Впоследствии оказалось, что все это было лишь защитной маской втайне очень
честолюбивого, влюбчивого и легкоранимого художника, в душе которого бушевали
незримые страсти.
Несмотря на всю свою интеллигентность и громадный талант, который мы угадывали в
нем, он был, как я уже говорил, в чем-то немного провинциален.
Может быть, и Чехов, приехавший в Москву из Таганрога, мог показаться
провинциалом.
Впоследствии, когда синеглазый прославился и на некоторое время разбогател, наши
предположения насчет его провинциализма подтвердились: он надел галстук
бабочкой, цветной жилет, ботинки на пуговицах, с прюнелевым верхом, и даже, что
показалось совершенно невероятным, в один прекрасный день вставил в глаз
монокль, развелся со старой женой, изменил круг знакомых и женился на некой
Белосельской-Белозерской, прозванной ядовитыми авторами "Двенадцати стульев"
"княгиней Белорусско-Балтийской".
Синеглазый называл ее весьма великосветски на английский лад Напси.
Но тогда до этого было еще довольно далеко.
Несмотря на все несходство наших взглядов на жизнь, нас сблизила с синеглазым
страстная любовь к Гоголю, которого мы, как южане, считали своим, полтавским,
даже как бы отчасти родственником, а также повальное увлечение Гофманом.
Эти два магических Г - Гофман и Гоголь - стали нашими кумирами. Все явления
действительности предстали перед нами как бы сквозь магический кристалл
гоголевско-гофманской фантазии.
А мир, в котором мы тогда жили, как нельзя более подходил для этого. Мы жили в
весьма странном, я бы даже сказал - противоестественном, мире нэпа, населенном
призраками.
Только вооружившись сатирой Гоголя и фантазией Гофмана, можно было изобразить
то, что тогда называлось "гримасами нэпа" и что стало главной пищей для
сатирического гения синеглазого.
...Он не был особенно ярко-синеглазым. Синева его глаз казалась несколько
выцветшей, и лишь изредка в ней вспыхивали дьявольские огоньки горящей серы, что
придавало его умному лицу нечто сатанинское.

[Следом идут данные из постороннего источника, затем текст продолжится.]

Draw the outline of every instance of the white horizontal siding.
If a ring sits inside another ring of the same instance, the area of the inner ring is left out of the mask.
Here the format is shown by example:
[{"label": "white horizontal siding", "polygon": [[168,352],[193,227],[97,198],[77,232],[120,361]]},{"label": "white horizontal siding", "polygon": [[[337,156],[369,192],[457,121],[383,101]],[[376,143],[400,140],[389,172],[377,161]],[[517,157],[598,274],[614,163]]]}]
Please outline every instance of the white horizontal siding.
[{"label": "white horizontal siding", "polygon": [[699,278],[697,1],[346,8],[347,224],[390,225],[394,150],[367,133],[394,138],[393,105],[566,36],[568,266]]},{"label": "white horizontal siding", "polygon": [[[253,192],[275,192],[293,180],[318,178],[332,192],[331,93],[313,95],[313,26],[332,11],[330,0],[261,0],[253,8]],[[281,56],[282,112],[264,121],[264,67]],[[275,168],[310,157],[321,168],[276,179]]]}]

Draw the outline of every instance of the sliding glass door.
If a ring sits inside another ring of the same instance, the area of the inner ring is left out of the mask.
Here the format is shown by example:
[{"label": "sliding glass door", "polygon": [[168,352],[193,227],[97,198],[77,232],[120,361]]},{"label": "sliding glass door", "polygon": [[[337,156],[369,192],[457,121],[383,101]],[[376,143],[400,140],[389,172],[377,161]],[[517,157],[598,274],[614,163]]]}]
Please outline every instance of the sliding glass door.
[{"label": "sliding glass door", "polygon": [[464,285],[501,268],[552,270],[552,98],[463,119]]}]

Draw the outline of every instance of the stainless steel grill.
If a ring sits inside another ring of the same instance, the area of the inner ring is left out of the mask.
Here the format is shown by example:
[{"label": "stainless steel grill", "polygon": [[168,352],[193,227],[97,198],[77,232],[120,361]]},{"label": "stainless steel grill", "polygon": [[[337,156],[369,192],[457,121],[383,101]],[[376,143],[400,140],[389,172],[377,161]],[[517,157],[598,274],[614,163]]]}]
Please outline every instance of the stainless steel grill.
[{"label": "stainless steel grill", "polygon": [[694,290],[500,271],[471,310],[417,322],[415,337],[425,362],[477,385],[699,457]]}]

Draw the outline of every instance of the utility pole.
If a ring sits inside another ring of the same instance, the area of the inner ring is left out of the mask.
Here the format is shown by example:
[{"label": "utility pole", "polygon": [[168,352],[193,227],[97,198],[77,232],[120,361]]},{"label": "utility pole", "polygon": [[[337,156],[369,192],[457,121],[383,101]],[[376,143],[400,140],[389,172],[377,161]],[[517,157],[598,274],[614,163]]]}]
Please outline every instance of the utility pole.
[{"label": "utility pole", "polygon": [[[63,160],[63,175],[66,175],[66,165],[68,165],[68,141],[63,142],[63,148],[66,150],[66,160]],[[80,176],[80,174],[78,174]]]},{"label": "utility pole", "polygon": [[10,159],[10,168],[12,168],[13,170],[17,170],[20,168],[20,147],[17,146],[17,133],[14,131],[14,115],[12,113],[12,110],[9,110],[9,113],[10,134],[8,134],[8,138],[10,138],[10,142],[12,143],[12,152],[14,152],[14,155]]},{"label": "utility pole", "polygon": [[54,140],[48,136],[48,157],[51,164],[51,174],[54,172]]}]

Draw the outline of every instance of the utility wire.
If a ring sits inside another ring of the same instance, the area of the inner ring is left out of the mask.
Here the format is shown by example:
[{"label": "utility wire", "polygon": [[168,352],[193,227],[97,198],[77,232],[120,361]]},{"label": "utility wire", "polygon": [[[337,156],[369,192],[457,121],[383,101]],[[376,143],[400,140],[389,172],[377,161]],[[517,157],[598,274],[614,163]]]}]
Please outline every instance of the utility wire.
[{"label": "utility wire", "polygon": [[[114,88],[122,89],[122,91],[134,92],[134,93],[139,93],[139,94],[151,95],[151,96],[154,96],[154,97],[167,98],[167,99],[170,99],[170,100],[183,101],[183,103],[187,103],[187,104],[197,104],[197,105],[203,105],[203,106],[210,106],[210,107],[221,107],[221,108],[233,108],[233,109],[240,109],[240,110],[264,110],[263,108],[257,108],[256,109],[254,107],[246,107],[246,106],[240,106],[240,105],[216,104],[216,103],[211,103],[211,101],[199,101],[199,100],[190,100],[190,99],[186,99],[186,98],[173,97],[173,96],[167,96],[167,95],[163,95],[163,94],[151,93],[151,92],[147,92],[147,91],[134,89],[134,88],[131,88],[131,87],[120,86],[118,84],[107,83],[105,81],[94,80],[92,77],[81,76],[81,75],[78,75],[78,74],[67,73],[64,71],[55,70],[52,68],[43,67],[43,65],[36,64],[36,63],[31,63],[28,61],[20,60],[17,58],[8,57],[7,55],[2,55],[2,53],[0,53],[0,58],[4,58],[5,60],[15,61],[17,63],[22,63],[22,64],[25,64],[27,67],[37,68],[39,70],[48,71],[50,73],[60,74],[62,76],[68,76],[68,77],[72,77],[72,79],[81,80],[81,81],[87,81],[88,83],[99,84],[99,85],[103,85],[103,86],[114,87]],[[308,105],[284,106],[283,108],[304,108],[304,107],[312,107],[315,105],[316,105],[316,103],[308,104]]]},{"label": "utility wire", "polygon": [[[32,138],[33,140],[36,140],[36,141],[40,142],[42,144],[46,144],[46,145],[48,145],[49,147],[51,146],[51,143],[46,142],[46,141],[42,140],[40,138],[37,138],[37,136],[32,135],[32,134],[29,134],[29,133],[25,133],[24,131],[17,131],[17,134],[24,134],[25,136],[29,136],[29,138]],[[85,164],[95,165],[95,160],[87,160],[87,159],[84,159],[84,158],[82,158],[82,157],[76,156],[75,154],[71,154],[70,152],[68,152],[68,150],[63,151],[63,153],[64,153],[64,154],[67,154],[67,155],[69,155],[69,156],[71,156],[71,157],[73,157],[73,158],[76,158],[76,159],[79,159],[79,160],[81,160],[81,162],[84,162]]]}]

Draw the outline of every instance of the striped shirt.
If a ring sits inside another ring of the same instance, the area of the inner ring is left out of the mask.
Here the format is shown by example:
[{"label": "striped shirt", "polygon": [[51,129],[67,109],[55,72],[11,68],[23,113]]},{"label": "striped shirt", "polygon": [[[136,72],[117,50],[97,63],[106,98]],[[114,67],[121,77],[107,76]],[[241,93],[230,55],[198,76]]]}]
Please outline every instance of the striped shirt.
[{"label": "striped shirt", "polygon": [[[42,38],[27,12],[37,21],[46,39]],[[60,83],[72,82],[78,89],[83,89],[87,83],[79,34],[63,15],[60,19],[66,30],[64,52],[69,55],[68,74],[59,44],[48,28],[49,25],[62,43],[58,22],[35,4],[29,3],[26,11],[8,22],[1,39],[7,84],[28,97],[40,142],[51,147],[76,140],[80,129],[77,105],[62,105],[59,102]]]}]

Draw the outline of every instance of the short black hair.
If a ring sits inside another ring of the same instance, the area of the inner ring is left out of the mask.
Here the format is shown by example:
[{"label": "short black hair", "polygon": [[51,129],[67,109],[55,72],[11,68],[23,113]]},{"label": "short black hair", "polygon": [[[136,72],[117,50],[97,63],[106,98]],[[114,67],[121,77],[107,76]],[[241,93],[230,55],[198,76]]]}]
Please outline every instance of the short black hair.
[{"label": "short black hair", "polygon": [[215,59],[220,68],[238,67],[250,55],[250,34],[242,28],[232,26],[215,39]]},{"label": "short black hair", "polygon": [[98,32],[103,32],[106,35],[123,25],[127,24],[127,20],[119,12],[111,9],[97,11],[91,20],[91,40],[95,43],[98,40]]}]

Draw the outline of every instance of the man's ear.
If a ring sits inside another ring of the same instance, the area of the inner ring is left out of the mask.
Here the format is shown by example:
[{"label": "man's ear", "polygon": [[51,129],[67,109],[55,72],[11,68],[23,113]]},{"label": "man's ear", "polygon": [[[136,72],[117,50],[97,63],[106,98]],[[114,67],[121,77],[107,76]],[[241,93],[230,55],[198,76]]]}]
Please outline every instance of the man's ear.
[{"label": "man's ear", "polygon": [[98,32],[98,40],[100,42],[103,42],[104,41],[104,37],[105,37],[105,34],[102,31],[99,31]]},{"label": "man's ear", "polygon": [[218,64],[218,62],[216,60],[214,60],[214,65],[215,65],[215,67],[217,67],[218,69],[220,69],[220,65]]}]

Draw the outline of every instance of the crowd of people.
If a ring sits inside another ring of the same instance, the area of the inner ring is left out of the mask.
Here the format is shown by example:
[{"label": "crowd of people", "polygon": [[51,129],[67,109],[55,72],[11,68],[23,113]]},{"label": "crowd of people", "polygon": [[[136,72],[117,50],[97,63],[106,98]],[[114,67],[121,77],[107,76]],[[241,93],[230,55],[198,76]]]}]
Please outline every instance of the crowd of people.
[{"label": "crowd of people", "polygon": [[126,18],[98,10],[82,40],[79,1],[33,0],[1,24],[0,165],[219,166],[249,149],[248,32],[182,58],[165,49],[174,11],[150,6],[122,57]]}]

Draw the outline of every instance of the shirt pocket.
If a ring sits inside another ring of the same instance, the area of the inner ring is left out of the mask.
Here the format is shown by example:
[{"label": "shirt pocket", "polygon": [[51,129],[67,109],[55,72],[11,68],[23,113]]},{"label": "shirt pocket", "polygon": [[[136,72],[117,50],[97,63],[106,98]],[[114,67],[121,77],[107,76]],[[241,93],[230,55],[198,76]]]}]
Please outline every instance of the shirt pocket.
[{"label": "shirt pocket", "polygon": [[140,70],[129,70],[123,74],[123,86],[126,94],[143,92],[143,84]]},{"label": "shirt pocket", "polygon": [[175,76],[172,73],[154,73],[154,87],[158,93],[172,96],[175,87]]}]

Это он пустил в ход словечко "гофманиада", которым определялось каждое
невероятное происшествие, свидетелем или даже участником коего мы были.
Нэп изобиловал невероятными происшествиями. В конце концов из нашего узкого
кружка слово "гофманиада" перешло в более широкие области мелкой газетной
братии. Дело дошло до того, что однажды некий репортер в кругу своих друзей за
кружкой пива выразился приблизительно так:
- Вообразите себе, вчера в кино у меня украли калоши. Прямо какая-то гофманиада!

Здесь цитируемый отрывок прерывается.